Kur'an-ı Kerim ve Türkçe Meali Sayfa 225
29. “Ey kavmim, ben sizden buna karşılık bir mal istemiyorum. Benim ecrim yalnızca Allah’a aittir. Ben iman edenleri kovacak da değilim. Onlar gerçekten Rablerine kavuşacaktır. Ne var ki ben sizi cahillik eden bir kavim görüyorum.”
30. “Ey kavmim, ben onları kovarsam Allah’a karşı bana kim yardım eder? Hiç düşünmez misiniz?”
31. “Ben size Allah’ın hazineleri yanımdadır demiyorum, gaybı da bilmiyorum, muhakkak ben bir meleğim de demiyorum. Bununla beraber gözlerinizin hor gördüğü kimselere; Allah asla bir hayır vermeyecektir de demiyorum. Allah nefislerinde olanı en iyi bilendir. O takdirde ben şüphesiz zalimlerden olurum.”
32. Dediler ki: “Ey Nuh, bizimle gerçekten mücadele ettin. Bizimle olan mücadeleni çok uzattın. Eğer doğru söylüyorsan, bize va’dettiğini getir.”
33. Dedi ki: “Eğer dilerse, onu size ancak Allah getirir. Siz aciz bırakabilecekler değilsiniz.”
34. “Eğer Allah sizi azdırmayı dilemişse, ben size öğüt vermek istesem de, öğüdümün size yararı olmaz. O, sizin Rabbinizdir ve ancak O’na döndürüleceksiniz.”

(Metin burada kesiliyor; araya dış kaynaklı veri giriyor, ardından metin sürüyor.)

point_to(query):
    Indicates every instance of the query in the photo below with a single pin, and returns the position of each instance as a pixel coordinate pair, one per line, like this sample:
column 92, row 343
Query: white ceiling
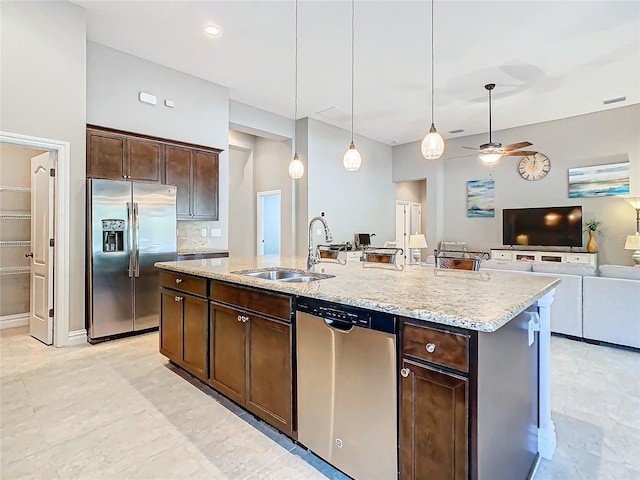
column 549, row 59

35. Yoksa: “Onu kendisi uydurdu.” mu diyorlar? De ki: “Eğer onu ben uydurduysam, günahı bana aittir. Ben de sizin kazanmakta olduğunuz günahlardan uzağım.”
36. Nuh’a vahyedildi: “Kavminden daha evvel iman etmiş olanlardan başkası asla iman etmeyecektir. O halde işlediklerine tasalanma.”
37. “Gözümüzün önünde ve vahyimizle gemiyi yap, Zulmedenler konusunda bana bir şey söyleme. Çünkü onlar suda boğulacaklardır.”